Monetary Policy Under Hysteresis
Last Draft: Coming Soon
Abstract: Recent evidence suggests that monetary policy persistently affects labor and total factor productivity and can be non-neutral in the longer run. This paper studies policy implications of the long-run monetary non-neutrality as well as possible sources of why monetary policy can influence the economywide productivity in the first place. Using the data on labor market conditions in R&D intensive sectors of the U.S. economy I document that restrictive monetary policy significantly depresses labor hours in these sectors which can be viewed as possible explanation for the former observation. I then develop a business cycle model extended with endogenous technological knowledge formation mechanism and endogenous growth.

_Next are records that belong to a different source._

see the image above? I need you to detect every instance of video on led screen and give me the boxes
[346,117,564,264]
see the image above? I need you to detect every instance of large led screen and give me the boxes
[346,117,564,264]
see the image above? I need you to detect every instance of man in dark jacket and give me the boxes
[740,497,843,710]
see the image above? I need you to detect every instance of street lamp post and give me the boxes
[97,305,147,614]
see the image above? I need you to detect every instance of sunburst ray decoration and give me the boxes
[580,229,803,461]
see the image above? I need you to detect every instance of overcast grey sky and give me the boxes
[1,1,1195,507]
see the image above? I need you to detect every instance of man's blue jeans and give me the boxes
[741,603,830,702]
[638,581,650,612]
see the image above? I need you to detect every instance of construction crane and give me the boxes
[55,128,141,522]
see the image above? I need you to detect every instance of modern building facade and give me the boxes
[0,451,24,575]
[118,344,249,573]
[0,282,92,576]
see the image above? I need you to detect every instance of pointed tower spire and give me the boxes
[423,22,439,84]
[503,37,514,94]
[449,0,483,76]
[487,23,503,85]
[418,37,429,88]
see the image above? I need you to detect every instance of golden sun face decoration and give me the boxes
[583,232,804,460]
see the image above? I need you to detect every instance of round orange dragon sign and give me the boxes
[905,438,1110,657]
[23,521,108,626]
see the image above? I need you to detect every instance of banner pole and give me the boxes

Using this model I estimate that the long-run losses from 1 p.p. nominal interest rate hike can reach up to 2.8-6.8% of the pre-hike level of output. Under hysteresis central bank's priorities should be shifted away from inflation stabilization goal toward the objective of stabilizing the output instead. The optimal (Ramsey) policy regime implies a decisive nominal interest rate cut in response to negative inflationary shock. The optimized simple policy rule requires substantially higher weight on the GDP growth term in the central bank's reaction function though this does not fully allow the latter to achieve the dynamics of the main macroeconomic aggregates implied by the optimal (Ramsey) policy regime conditional on negative inflationary shock.